Pokok-Pokok Paham Aliran Jabariyah
Paham
Jabariyah bertolak belakang dengan paham Qadariyah. Menurut Jabariyah, manusia
tidak mempunyai kemampuan untuk memilih dan mewujudkan perbuatannya. Segala
gerak dan perbuatan yang dilakukan manusia pada hakikatnya dari Allah semata.
Meskipun demikian, manusia tetap mendapatkan pahala atau siksa karena perbuatan
baik atau jahat yang dilakukannya. Paham bahwa perbuatan yng dilakukan manusia
adalah sebenarnya perbuatan Tuhan, tanpa menafikan adanya pahala dan siksa.

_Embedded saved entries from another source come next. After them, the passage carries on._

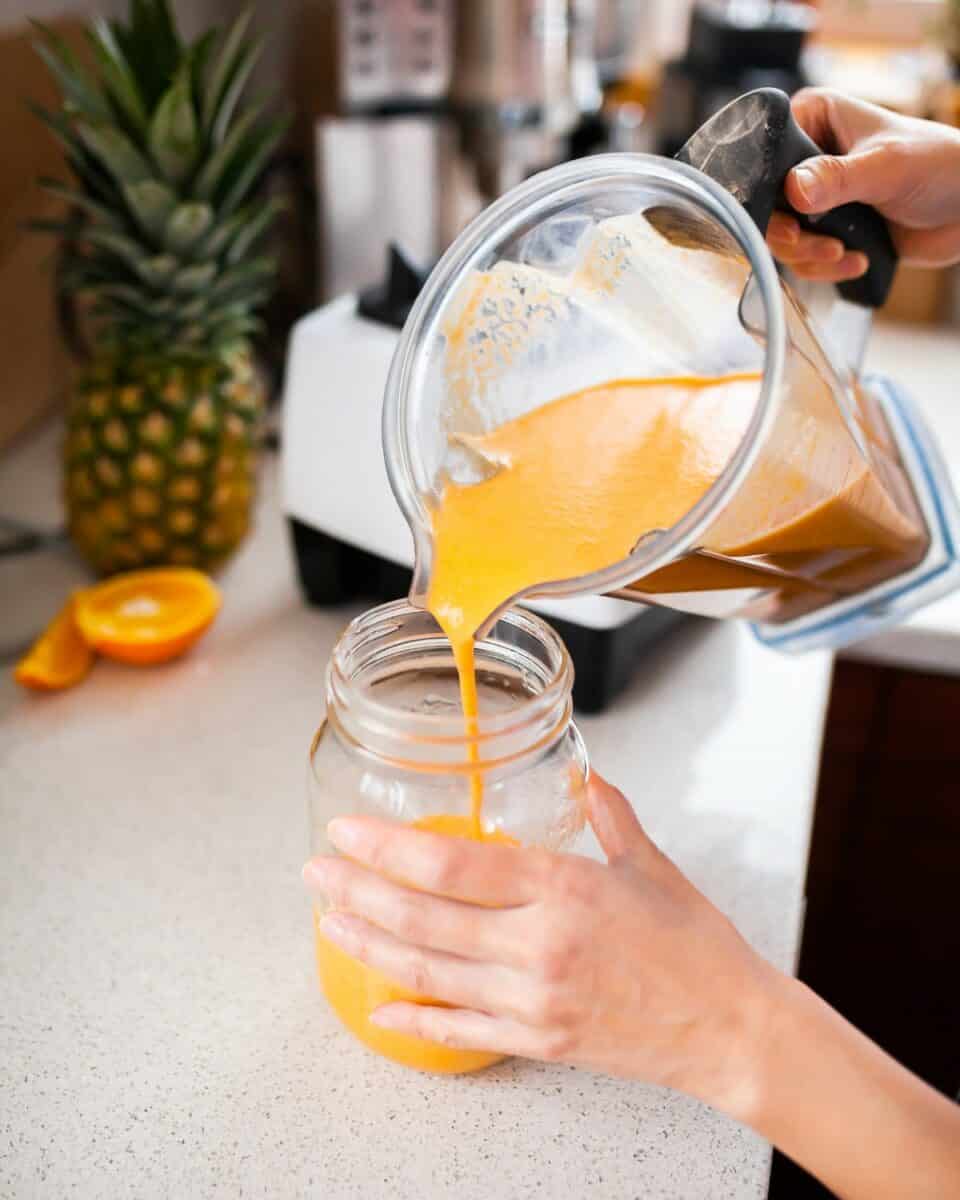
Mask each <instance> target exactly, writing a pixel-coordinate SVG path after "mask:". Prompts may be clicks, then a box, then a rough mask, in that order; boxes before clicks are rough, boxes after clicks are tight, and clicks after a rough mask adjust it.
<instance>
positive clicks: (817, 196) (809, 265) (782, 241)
mask: <svg viewBox="0 0 960 1200" xmlns="http://www.w3.org/2000/svg"><path fill="white" fill-rule="evenodd" d="M792 107H793V115H794V116H796V118H797V121H798V122H799V125H800V126H802V127H803V128H804V130H805V131H806V133H809V134H810V137H811V138H812V139H814V142H816V143H817V145H818V146H821V148H822V149H823V150H824V151H827V152H826V154H823V155H822V156H820V157H817V158H811V160H808V161H806V162H804V163H800V164H799V166H798V167H794V168H793V170H791V172H790V174H788V175H787V178H786V182H785V187H784V190H785V193H786V198H787V200H788V202H790V204H791V206H792V208H793V209H796V211H797V212H804V214H811V215H815V214H820V212H826V211H827V210H829V209H833V208H836V206H838V205H840V204H847V203H850V202H852V200H859V202H862V203H864V204H869V205H870V206H871V208H875V209H876V210H877V211H878V212H880V214H881V215H882V216H884V217H886V218H887V221H888V223H889V227H890V233H892V235H893V240H894V244H895V246H896V250H898V252H899V254H900V258H901V260H902V262H904V263H907V264H911V265H914V266H948V265H949V264H952V263H956V262H960V131H958V130H952V128H949V127H948V126H946V125H938V124H937V122H935V121H922V120H917V119H916V118H910V116H900V115H899V114H896V113H890V112H888V110H887V109H883V108H878V107H876V106H875V104H868V103H864V102H863V101H859V100H853V98H851V97H850V96H845V95H842V94H841V92H838V91H832V90H829V89H826V88H806V89H804V90H803V91H799V92H797V95H796V96H794V97H793V101H792ZM767 241H768V244H769V247H770V251H772V252H773V253H774V256H775V257H776V258H779V259H780V262H781V263H786V264H787V265H788V266H790V268H791V269H792V270H793V271H794V274H796V275H798V276H800V277H802V278H808V280H828V281H830V282H840V281H842V280H852V278H857V277H858V276H860V275H863V274H864V272H865V271H866V269H868V265H869V264H868V259H866V256H865V254H863V253H860V252H859V251H847V250H846V248H845V247H844V244H842V242H841V241H839V240H838V239H836V238H826V236H821V235H818V234H812V233H806V232H805V230H802V229H800V227H799V223H798V222H797V218H796V217H794V216H792V215H790V214H785V212H774V215H773V217H772V218H770V223H769V226H768V228H767Z"/></svg>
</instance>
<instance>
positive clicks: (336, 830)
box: [326, 817, 364, 854]
mask: <svg viewBox="0 0 960 1200" xmlns="http://www.w3.org/2000/svg"><path fill="white" fill-rule="evenodd" d="M326 836H328V838H329V839H330V841H331V842H332V844H334V845H335V846H336V847H337V850H342V851H343V853H344V854H349V853H350V851H353V850H359V848H360V846H361V845H362V841H364V833H362V829H361V828H360V826H359V824H358V823H356V822H355V821H352V820H350V818H349V817H334V820H332V821H331V822H330V823H329V824H328V826H326Z"/></svg>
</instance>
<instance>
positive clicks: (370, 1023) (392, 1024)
mask: <svg viewBox="0 0 960 1200" xmlns="http://www.w3.org/2000/svg"><path fill="white" fill-rule="evenodd" d="M370 1024H371V1025H379V1027H380V1028H382V1030H395V1028H396V1027H397V1020H396V1016H395V1014H394V1013H391V1012H390V1007H389V1006H385V1007H384V1008H374V1009H373V1012H372V1013H371V1014H370Z"/></svg>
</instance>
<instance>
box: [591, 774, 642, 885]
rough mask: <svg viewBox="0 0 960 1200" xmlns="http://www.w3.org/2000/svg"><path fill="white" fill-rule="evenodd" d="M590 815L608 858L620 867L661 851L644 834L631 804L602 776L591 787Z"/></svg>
mask: <svg viewBox="0 0 960 1200" xmlns="http://www.w3.org/2000/svg"><path fill="white" fill-rule="evenodd" d="M587 816H588V817H589V821H590V824H592V826H593V832H594V833H595V834H596V840H598V841H599V842H600V847H601V850H602V851H604V853H605V854H606V856H607V859H608V860H610V862H611V863H612V864H616V863H618V862H622V860H624V859H630V860H632V862H635V863H636V864H637V865H641V864H643V862H644V860H647V859H649V858H650V856H656V857H659V854H660V852H659V851H658V848H656V846H654V844H653V842H652V841H650V839H649V838H648V836H647V834H646V833H644V832H643V827H642V826H641V823H640V821H637V818H636V814H635V812H634V809H632V808H631V805H630V802H629V800H628V799H626V797H625V796H624V794H623V792H619V791H618V790H617V788H616V787H612V786H611V785H610V784H608V782H607V781H606V780H605V779H601V778H600V775H596V774H592V775H590V779H589V782H588V784H587Z"/></svg>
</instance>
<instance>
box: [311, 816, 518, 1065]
mask: <svg viewBox="0 0 960 1200" xmlns="http://www.w3.org/2000/svg"><path fill="white" fill-rule="evenodd" d="M415 828H418V829H427V830H430V832H431V833H442V834H448V835H449V836H451V838H472V836H475V834H474V829H473V822H472V820H470V817H467V816H456V815H442V816H434V817H425V818H424V820H421V821H416V822H415ZM480 840H482V841H493V842H499V844H500V845H516V842H514V840H512V839H511V838H509V836H508V835H506V834H504V833H502V832H499V830H496V829H493V830H490V832H481V834H480ZM319 918H320V913H317V914H316V916H314V922H316V923H319ZM316 942H317V968H318V972H319V977H320V986H322V988H323V991H324V995H325V996H326V998H328V1001H329V1003H330V1007H331V1008H332V1009H334V1012H335V1013H336V1014H337V1016H338V1018H340V1019H341V1021H342V1022H343V1024H344V1025H346V1026H347V1028H348V1030H349V1031H350V1032H352V1033H353V1034H354V1036H355V1037H358V1038H359V1039H360V1040H361V1042H362V1043H364V1044H365V1045H367V1046H370V1049H371V1050H376V1051H377V1054H382V1055H384V1057H386V1058H392V1060H394V1061H395V1062H400V1063H403V1066H404V1067H415V1068H416V1069H418V1070H433V1072H438V1073H440V1074H466V1073H467V1072H472V1070H481V1069H482V1068H484V1067H490V1066H491V1064H492V1063H494V1062H499V1061H500V1060H502V1058H503V1055H498V1054H484V1052H481V1051H478V1050H454V1049H451V1048H450V1046H444V1045H439V1044H438V1043H434V1042H425V1040H424V1039H422V1038H412V1037H409V1036H408V1034H406V1033H396V1032H395V1031H392V1030H383V1028H379V1027H378V1026H377V1025H371V1022H370V1014H371V1013H372V1012H373V1010H374V1009H377V1008H379V1007H380V1006H382V1004H389V1003H391V1001H396V1000H408V1001H414V1002H415V1003H420V1004H436V1003H438V1002H437V1001H433V1000H430V998H428V997H427V996H418V995H415V994H414V992H410V991H407V989H406V988H400V986H398V985H397V984H395V983H392V982H391V980H390V979H388V978H386V976H384V974H380V972H379V971H374V970H372V967H368V966H366V965H365V964H362V962H358V961H356V959H352V958H350V956H349V954H346V953H344V952H343V950H341V949H340V947H338V946H334V943H332V942H330V941H328V938H325V937H324V936H323V934H320V931H319V928H318V929H317V931H316Z"/></svg>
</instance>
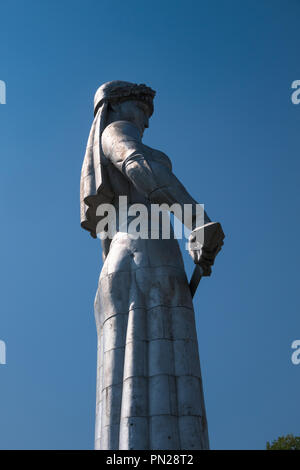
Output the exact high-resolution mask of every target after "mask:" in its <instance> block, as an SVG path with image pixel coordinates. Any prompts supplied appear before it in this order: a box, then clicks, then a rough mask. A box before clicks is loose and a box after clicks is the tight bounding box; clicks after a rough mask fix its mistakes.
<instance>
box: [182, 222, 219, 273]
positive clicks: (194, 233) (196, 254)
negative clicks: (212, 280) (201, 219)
mask: <svg viewBox="0 0 300 470" xmlns="http://www.w3.org/2000/svg"><path fill="white" fill-rule="evenodd" d="M224 238H225V235H224V232H223V230H222V226H221V224H220V223H219V222H210V223H208V224H206V225H203V226H202V227H197V228H195V229H194V230H193V231H192V233H191V234H190V237H189V254H190V255H191V257H192V259H193V261H194V263H195V264H199V265H200V266H201V268H202V269H203V276H210V275H211V266H213V264H214V262H215V258H216V256H217V254H218V253H219V251H220V250H221V249H222V245H223V244H224V242H223V240H224Z"/></svg>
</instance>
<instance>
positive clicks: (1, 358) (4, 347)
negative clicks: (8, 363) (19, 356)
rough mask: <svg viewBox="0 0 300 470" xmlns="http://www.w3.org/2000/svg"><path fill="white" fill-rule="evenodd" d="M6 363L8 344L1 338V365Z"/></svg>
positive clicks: (0, 348)
mask: <svg viewBox="0 0 300 470" xmlns="http://www.w3.org/2000/svg"><path fill="white" fill-rule="evenodd" d="M1 364H2V365H4V364H6V344H5V341H2V340H0V365H1Z"/></svg>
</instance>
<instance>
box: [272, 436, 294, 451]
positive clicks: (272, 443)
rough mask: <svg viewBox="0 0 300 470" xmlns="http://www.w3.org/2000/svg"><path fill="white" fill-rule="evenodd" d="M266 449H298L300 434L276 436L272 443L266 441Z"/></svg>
mask: <svg viewBox="0 0 300 470" xmlns="http://www.w3.org/2000/svg"><path fill="white" fill-rule="evenodd" d="M267 450H300V436H298V437H297V436H293V434H287V435H286V436H281V437H278V439H276V440H275V441H273V442H272V444H270V442H267Z"/></svg>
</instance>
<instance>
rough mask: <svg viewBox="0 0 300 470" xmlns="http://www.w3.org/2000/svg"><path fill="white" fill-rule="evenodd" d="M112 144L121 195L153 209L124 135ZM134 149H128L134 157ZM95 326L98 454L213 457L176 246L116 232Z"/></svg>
mask: <svg viewBox="0 0 300 470" xmlns="http://www.w3.org/2000/svg"><path fill="white" fill-rule="evenodd" d="M106 134H108V133H106ZM112 137H113V138H112ZM105 138H107V139H108V141H109V138H110V139H111V138H112V141H113V143H114V145H113V146H110V147H109V145H110V144H109V142H108V143H105V142H102V144H103V148H104V149H107V148H110V151H106V157H107V159H108V161H109V163H108V166H107V171H108V173H109V174H110V181H111V182H112V186H113V190H114V193H115V194H116V196H118V195H127V196H128V199H129V203H130V204H133V203H136V202H139V203H140V202H144V203H145V204H146V205H149V201H148V200H147V198H145V197H144V195H143V194H141V192H140V191H139V190H138V189H137V187H136V185H135V182H134V176H133V172H131V174H130V175H131V176H130V178H128V175H126V174H124V161H123V159H124V158H125V159H126V158H127V157H126V155H128V152H127V150H128V146H127V148H125V147H126V137H124V136H122V135H120V132H119V130H118V133H117V135H113V136H111V135H110V136H108V137H107V135H105V133H104V135H103V139H105ZM116 141H117V143H116ZM124 142H125V143H124ZM134 145H135V144H134V143H133V141H132V140H130V152H132V146H134ZM124 146H125V147H124ZM123 147H124V148H123ZM136 147H138V149H139V152H140V153H141V151H142V152H143V155H144V157H145V158H146V160H147V162H148V163H149V165H150V167H151V165H152V162H153V161H156V162H160V164H161V165H164V167H165V168H166V167H168V168H169V170H168V171H171V166H170V161H169V159H168V157H167V156H166V155H164V154H162V153H161V152H159V151H156V150H153V149H150V148H149V147H146V146H143V144H141V142H136ZM124 149H125V150H124ZM137 171H138V168H137ZM131 178H133V179H131ZM115 207H116V210H117V211H118V204H117V197H116V198H115ZM95 318H96V325H97V333H98V364H97V403H96V435H95V448H96V449H106V450H116V449H125V450H144V449H151V450H157V449H165V450H169V449H170V450H171V449H173V450H181V449H190V450H192V449H194V450H195V449H208V447H209V443H208V431H207V421H206V413H205V405H204V397H203V388H202V379H201V370H200V362H199V352H198V343H197V334H196V326H195V313H194V309H193V303H192V298H191V293H190V291H189V286H188V281H187V277H186V274H185V270H184V265H183V260H182V256H181V252H180V249H179V245H178V242H177V240H175V239H172V238H171V239H169V240H164V239H162V238H159V239H157V240H155V239H146V240H145V239H134V237H133V236H132V235H131V234H130V233H128V232H126V230H124V229H120V228H117V232H116V234H115V235H114V237H113V239H112V241H111V243H110V247H109V251H108V253H107V255H106V259H105V262H104V265H103V268H102V271H101V274H100V278H99V285H98V290H97V293H96V298H95Z"/></svg>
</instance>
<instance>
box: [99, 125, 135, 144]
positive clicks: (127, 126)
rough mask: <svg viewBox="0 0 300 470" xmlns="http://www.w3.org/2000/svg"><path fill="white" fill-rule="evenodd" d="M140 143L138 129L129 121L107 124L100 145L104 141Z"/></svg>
mask: <svg viewBox="0 0 300 470" xmlns="http://www.w3.org/2000/svg"><path fill="white" fill-rule="evenodd" d="M111 140H112V141H120V140H122V141H126V140H135V141H137V142H140V141H141V135H140V132H139V130H138V128H137V127H136V126H135V125H134V124H133V123H132V122H129V121H114V122H112V123H111V124H109V125H108V126H107V127H106V128H105V129H104V131H103V133H102V144H103V143H104V142H105V141H111Z"/></svg>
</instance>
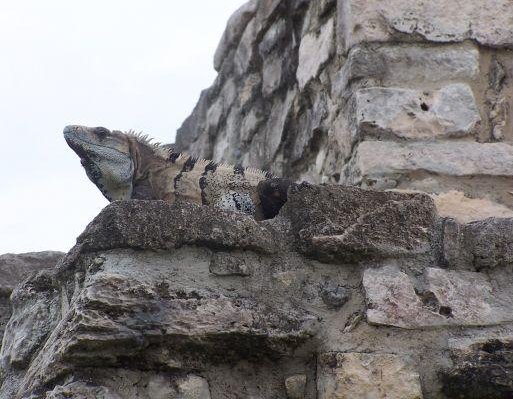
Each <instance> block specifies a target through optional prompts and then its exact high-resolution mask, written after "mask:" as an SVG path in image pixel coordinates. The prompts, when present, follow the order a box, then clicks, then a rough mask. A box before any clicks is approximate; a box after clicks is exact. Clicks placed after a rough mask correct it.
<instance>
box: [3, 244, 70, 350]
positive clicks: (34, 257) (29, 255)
mask: <svg viewBox="0 0 513 399" xmlns="http://www.w3.org/2000/svg"><path fill="white" fill-rule="evenodd" d="M63 256H64V253H62V252H56V251H45V252H30V253H26V254H4V255H0V342H1V341H2V337H3V335H4V330H5V327H6V324H7V322H8V320H9V318H10V317H11V303H10V301H9V296H10V295H11V292H12V290H13V289H14V287H16V285H17V284H19V283H21V282H22V281H23V279H24V278H26V277H27V276H28V275H29V274H31V273H34V272H36V271H39V270H42V269H46V268H51V267H54V266H55V265H56V264H57V263H58V262H59V260H61V258H62V257H63ZM17 311H19V310H17ZM28 340H29V339H27V341H28Z"/></svg>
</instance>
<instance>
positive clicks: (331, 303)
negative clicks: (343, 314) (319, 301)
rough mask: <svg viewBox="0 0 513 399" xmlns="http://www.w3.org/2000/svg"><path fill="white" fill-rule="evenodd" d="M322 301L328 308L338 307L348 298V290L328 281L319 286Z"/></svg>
mask: <svg viewBox="0 0 513 399" xmlns="http://www.w3.org/2000/svg"><path fill="white" fill-rule="evenodd" d="M320 291H321V298H322V301H323V302H324V303H325V304H326V306H327V307H328V308H329V309H338V308H340V307H341V306H344V304H345V303H346V302H347V301H348V300H349V296H350V294H349V291H348V290H347V289H346V288H345V287H342V286H340V285H338V284H336V285H335V284H333V283H332V282H328V283H325V284H323V285H322V286H321V287H320Z"/></svg>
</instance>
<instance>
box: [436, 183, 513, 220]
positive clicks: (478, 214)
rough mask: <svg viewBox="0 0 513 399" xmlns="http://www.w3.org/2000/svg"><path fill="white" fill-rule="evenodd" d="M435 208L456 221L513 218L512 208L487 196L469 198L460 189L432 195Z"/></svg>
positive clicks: (445, 215)
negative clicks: (507, 206)
mask: <svg viewBox="0 0 513 399" xmlns="http://www.w3.org/2000/svg"><path fill="white" fill-rule="evenodd" d="M432 197H433V199H434V200H435V204H436V209H437V210H438V214H439V215H440V216H441V217H447V218H451V219H454V220H456V221H457V222H458V223H463V224H465V223H470V222H476V221H478V220H485V219H489V218H491V217H496V218H513V209H510V208H508V207H507V206H504V205H501V204H498V203H496V202H494V201H491V200H489V199H487V198H469V197H466V196H465V194H464V193H462V192H461V191H455V190H451V191H449V192H446V193H441V194H438V195H432Z"/></svg>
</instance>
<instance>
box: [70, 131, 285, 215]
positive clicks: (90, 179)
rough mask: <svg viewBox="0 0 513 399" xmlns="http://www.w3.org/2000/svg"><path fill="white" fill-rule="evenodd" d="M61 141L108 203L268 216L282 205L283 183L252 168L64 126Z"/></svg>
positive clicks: (142, 136) (121, 133)
mask: <svg viewBox="0 0 513 399" xmlns="http://www.w3.org/2000/svg"><path fill="white" fill-rule="evenodd" d="M64 137H65V139H66V141H67V143H68V145H69V146H70V147H71V148H72V149H73V150H74V151H75V152H76V153H77V155H78V156H79V157H80V159H81V163H82V165H83V166H84V168H85V170H86V173H87V175H88V177H89V179H90V180H91V181H92V182H93V183H94V184H95V185H96V186H97V187H98V188H99V189H100V190H101V192H102V193H103V195H104V196H105V197H106V198H107V199H108V200H109V201H114V200H128V199H149V200H164V201H169V202H174V201H177V200H186V201H191V202H195V203H198V204H203V205H211V206H215V207H219V208H221V209H225V210H229V211H235V212H242V213H245V214H247V215H252V216H254V217H255V218H256V219H257V220H261V219H266V218H270V217H274V216H275V215H276V214H277V213H278V211H279V209H280V208H281V206H282V205H283V203H284V202H285V201H286V193H287V188H288V186H289V185H290V182H289V181H288V180H287V179H277V178H274V177H273V176H272V175H271V174H270V173H266V172H263V171H261V170H258V169H252V168H243V167H241V166H232V165H228V164H217V163H215V162H213V161H209V160H203V159H195V158H193V157H191V156H189V155H186V154H180V153H176V152H174V151H173V150H172V149H170V148H169V147H166V146H161V145H159V144H153V143H151V141H150V140H148V139H147V137H145V136H141V135H137V134H134V133H132V132H128V133H123V132H120V131H110V130H108V129H106V128H103V127H93V128H91V127H85V126H67V127H66V128H65V129H64Z"/></svg>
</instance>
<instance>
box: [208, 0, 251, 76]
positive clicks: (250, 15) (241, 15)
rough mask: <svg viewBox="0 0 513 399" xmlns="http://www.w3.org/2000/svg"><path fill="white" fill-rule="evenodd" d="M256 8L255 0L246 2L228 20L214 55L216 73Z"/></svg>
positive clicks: (240, 34)
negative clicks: (223, 32) (244, 3)
mask: <svg viewBox="0 0 513 399" xmlns="http://www.w3.org/2000/svg"><path fill="white" fill-rule="evenodd" d="M257 6H258V1H257V0H251V1H248V2H246V3H245V4H244V5H242V6H241V7H240V8H239V9H238V10H237V11H235V12H234V13H233V14H232V16H231V17H230V19H229V20H228V23H227V24H226V29H225V31H224V33H223V36H222V37H221V41H220V42H219V45H218V46H217V49H216V52H215V55H214V68H215V70H216V71H219V70H220V69H221V65H222V64H223V62H224V59H225V58H226V56H227V55H228V52H229V51H230V49H231V48H233V47H235V46H237V44H238V41H239V40H240V38H241V36H242V34H243V32H244V29H246V26H247V25H248V23H249V21H251V19H252V18H253V16H254V15H255V13H256V10H257Z"/></svg>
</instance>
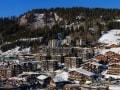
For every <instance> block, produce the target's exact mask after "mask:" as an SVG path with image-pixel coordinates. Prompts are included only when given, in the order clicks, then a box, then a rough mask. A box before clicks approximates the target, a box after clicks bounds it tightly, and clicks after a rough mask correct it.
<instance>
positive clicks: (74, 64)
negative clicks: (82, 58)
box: [65, 57, 83, 69]
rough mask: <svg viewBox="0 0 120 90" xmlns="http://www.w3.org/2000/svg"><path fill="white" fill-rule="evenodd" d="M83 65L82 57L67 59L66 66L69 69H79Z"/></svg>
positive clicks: (65, 61) (70, 57) (66, 61)
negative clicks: (81, 57)
mask: <svg viewBox="0 0 120 90" xmlns="http://www.w3.org/2000/svg"><path fill="white" fill-rule="evenodd" d="M82 63H83V61H82V58H81V57H65V66H66V67H67V68H68V69H71V68H79V67H80V65H81V64H82Z"/></svg>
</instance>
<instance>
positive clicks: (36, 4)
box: [0, 0, 120, 17]
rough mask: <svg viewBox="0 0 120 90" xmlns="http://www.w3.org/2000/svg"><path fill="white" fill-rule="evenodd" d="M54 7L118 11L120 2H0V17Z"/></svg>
mask: <svg viewBox="0 0 120 90" xmlns="http://www.w3.org/2000/svg"><path fill="white" fill-rule="evenodd" d="M55 7H88V8H96V7H99V8H119V9H120V0H0V17H10V16H19V15H21V14H23V13H25V12H27V11H28V10H32V9H40V8H55Z"/></svg>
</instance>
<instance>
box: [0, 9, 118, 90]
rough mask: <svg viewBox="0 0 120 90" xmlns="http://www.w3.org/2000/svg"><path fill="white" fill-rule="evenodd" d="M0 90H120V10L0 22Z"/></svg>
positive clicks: (109, 9) (15, 19)
mask: <svg viewBox="0 0 120 90" xmlns="http://www.w3.org/2000/svg"><path fill="white" fill-rule="evenodd" d="M0 90H120V10H119V9H104V8H84V7H72V8H50V9H33V10H30V11H28V12H25V13H23V14H22V15H20V16H19V17H16V16H11V17H4V18H0Z"/></svg>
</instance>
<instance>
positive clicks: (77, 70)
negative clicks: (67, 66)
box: [76, 68, 94, 76]
mask: <svg viewBox="0 0 120 90" xmlns="http://www.w3.org/2000/svg"><path fill="white" fill-rule="evenodd" d="M76 71H77V72H80V73H82V74H84V75H87V76H93V75H94V73H92V72H89V71H86V70H85V69H82V68H79V69H76Z"/></svg>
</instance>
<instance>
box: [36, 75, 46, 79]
mask: <svg viewBox="0 0 120 90" xmlns="http://www.w3.org/2000/svg"><path fill="white" fill-rule="evenodd" d="M46 78H48V76H46V75H40V76H38V77H37V79H40V80H44V79H46Z"/></svg>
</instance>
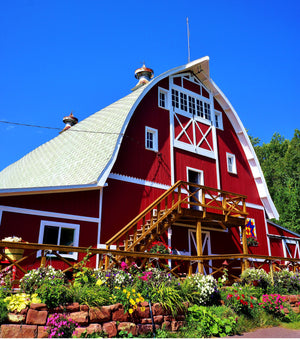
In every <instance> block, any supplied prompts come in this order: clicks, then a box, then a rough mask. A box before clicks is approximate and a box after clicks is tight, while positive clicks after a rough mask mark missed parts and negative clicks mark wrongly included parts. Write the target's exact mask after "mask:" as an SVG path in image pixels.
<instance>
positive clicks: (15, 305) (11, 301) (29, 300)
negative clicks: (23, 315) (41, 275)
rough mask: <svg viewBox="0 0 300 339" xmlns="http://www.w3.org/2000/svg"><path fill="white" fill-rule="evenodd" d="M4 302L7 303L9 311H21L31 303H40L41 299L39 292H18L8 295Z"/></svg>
mask: <svg viewBox="0 0 300 339" xmlns="http://www.w3.org/2000/svg"><path fill="white" fill-rule="evenodd" d="M3 302H4V303H5V304H6V307H7V309H8V311H10V312H14V311H17V312H21V311H22V310H23V309H24V308H26V307H27V306H29V305H30V304H31V303H40V302H41V300H40V299H39V298H38V296H37V294H36V293H35V294H32V295H30V294H27V293H16V294H12V295H10V296H8V297H6V298H5V299H4V300H3Z"/></svg>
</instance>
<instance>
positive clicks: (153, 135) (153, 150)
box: [145, 127, 158, 152]
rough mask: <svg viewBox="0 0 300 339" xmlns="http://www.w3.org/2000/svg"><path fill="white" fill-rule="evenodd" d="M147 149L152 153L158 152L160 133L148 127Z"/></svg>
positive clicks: (154, 129)
mask: <svg viewBox="0 0 300 339" xmlns="http://www.w3.org/2000/svg"><path fill="white" fill-rule="evenodd" d="M145 147H146V149H148V150H151V151H155V152H157V151H158V131H157V129H154V128H150V127H146V130H145Z"/></svg>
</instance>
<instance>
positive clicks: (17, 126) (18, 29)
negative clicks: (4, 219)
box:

Menurut paham ini manusia tidk hanya bagaikan
wayang yang digerakkan oleh dalang, tapi manusia tidak mempunyai bagian sama
sekali dalam mewujudkan perbuatannya. Pndangan tersebut disandarkan pada
beberapa ayat dalam Al-qur’an, seperti QS Al-Anfal yang artinya :
“Tidak ada bencana yang
menimpa bumi dan diri kamu, kecuali telah ditentukan di dalam buku sebelum kamu
wujud”
Jika seseorang
menganut paham ini, ia akan menjadi pasrah, tidak ada semangat dan kreatifitas
untuk mengikuti perkembangan dan kemajuan masyarakat, sehingga tetap
terbelakang.
Para penganut mazhab ini ada yang ekstrim, dan ada pula
yang moderat. Jahm bin Shafwan termasuk orang yang ekstrim. Sedangkan yang
moderat antara lain adalah : Husain bin Najjar, Dhirar bin Amru, dan Hafaz al
Fardi yang mengambil jalan tengah antara Jabariyah dan Qadariyah.
Meski pun kaum
Jabariyah dan Qadariyah sudah musnah, namun ajarannya masih tetap dilestarikan
oleh kaum Muktaziah yang menjadi pewaris kedua pemahaman tersebut dan mengadopsi
pokok-pokok ajarannya. Imam Syafi’i menyebut Wasil, Umar, dan Ghilan al-Dimasyq
sebagai tiga serangkai yang seide. Itulah sebabnya kaum muktazilah dinamakan
juga kaum Jabariyah dan Qadariyah.
Disebut
Qadariyah karena mereka mewarisi isi paham mereka tentang penolakan terhadap
takdir, dan menyandarkan semua perbuatan manusia kepada dirinnya sendiri tanpa
ada intervensi Allah. Disebut Jabariyah karena mereka mewarisi dari paham
penolakan mereka yang meniadakan sifat-sifat Allah, Al-Qur’an itu makhluk, dan pengingkaran
mereka mengenai kemungkinan melihat Allah dengan mata kepala di hari kiamat.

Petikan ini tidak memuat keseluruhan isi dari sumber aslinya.